To maintain DAUs, Duolingo will have to ensure that most of the learning is truly frictionless. And we already see some changes. Our founder, Dhawal Shah, noticed a more seamless experience when he signed up for it. The experience was “less annoying than it was a few months ago.”
But re-accelerating DAU growth isn’t the only challenge. Duolingo is also planning to move premium features to cheaper tiers, which has its own complications.
The Max Problem
Von Ahn wants to offer the Video Call feature (available in Max) to Super subscribers.
“It just kind of doesn’t make sense for us to just have it in Max when we can offer it in much cheaper packages.” – Duolingo CEO Luis von Ahn
When I used Max, I did most of my video call sessions with Lily. Her responses were repetitive, she was too nonchalant, and other learners shared my sentiment. Some said she cuts calls midway if she thinks the user said something inappropriate.
Duolingo has since introduced Video Call with Falstaff, a more personalized character with varied responses. But more personalization means higher API costs. Super has 10 times as many subscribers as Max and costs half of it.
Duolingo has already warned margins will decrease 2% in Q1 2026. If Video Call with Falstaff rolls out to Super subscribers at scale, that pressure could extend through the year.
Will the company re-prioritize monetization then?
What’s the Main Goal: Users or Monetization?
Duolingo’s playing a harder game than Coursera and Udemy, whose total user growth has been declining too.

Even growing the total number of learners is getting harder across edtech.

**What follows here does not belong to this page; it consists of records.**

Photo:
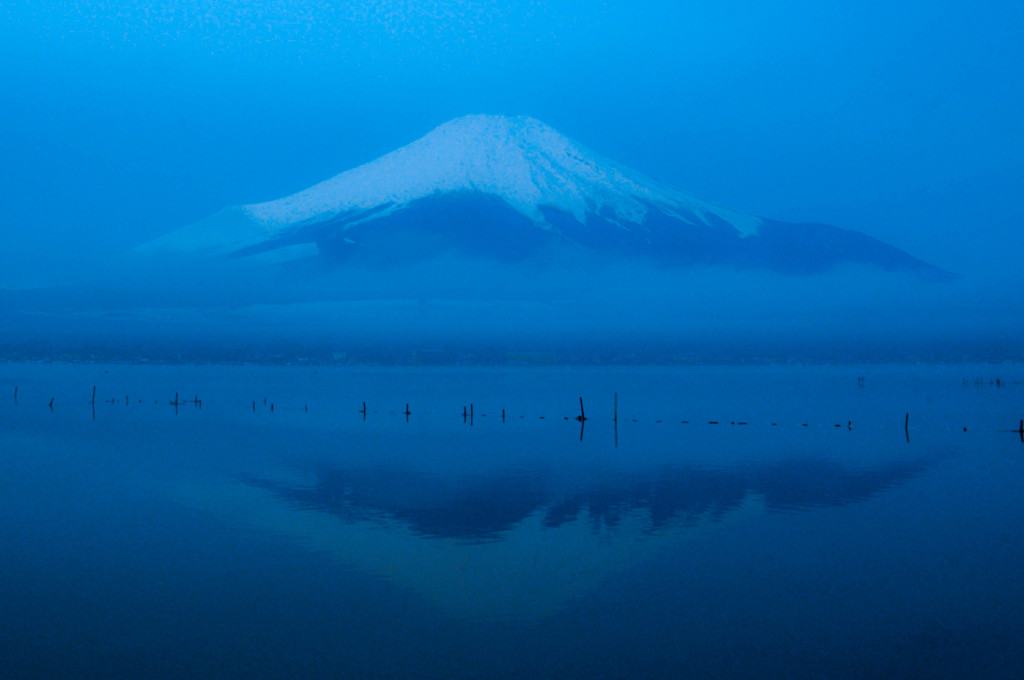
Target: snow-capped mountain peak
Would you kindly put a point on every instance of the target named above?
(508, 187)
(519, 160)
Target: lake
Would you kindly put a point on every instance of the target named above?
(701, 521)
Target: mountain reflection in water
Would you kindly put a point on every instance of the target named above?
(485, 508)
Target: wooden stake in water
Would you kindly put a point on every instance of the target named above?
(582, 417)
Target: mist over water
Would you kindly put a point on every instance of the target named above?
(689, 341)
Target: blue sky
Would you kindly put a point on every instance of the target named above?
(900, 119)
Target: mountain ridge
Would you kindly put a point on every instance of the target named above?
(479, 182)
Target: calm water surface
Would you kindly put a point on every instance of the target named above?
(806, 534)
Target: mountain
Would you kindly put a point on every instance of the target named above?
(509, 188)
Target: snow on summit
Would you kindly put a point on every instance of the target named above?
(519, 160)
(501, 187)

Duolingo wants to grow daily active users on top of that.
And it doesn’t look easy. The company made the Explain My Answer feature free in January 2026, but von Ahn said it hasn’t accelerated DAU growth as they expected.
To what extent can it please users, especially if the market is already reacting negatively to von Ahn’s plans?
When the company announced they were prioritizing teaching quality over short-term monetization, the stock dropped ~30%. And despite crossing $1B in revenue, the stock was down 22% after the latest earnings call, where von Ahn presented his strategy.

On one hand, monetization moves are pushing free users away. On the other hand, not prioritizing it is disappointing the market.
Von Ahn’s answer is A/B testing. The platform will run thousands of tests to find what works. And Duolingo can afford it. It holds $1.036 billion in cash and can absorb margin pressure.
Whether the strategy works, we’ll know in 2027. For now, 2026 is for investments, not results.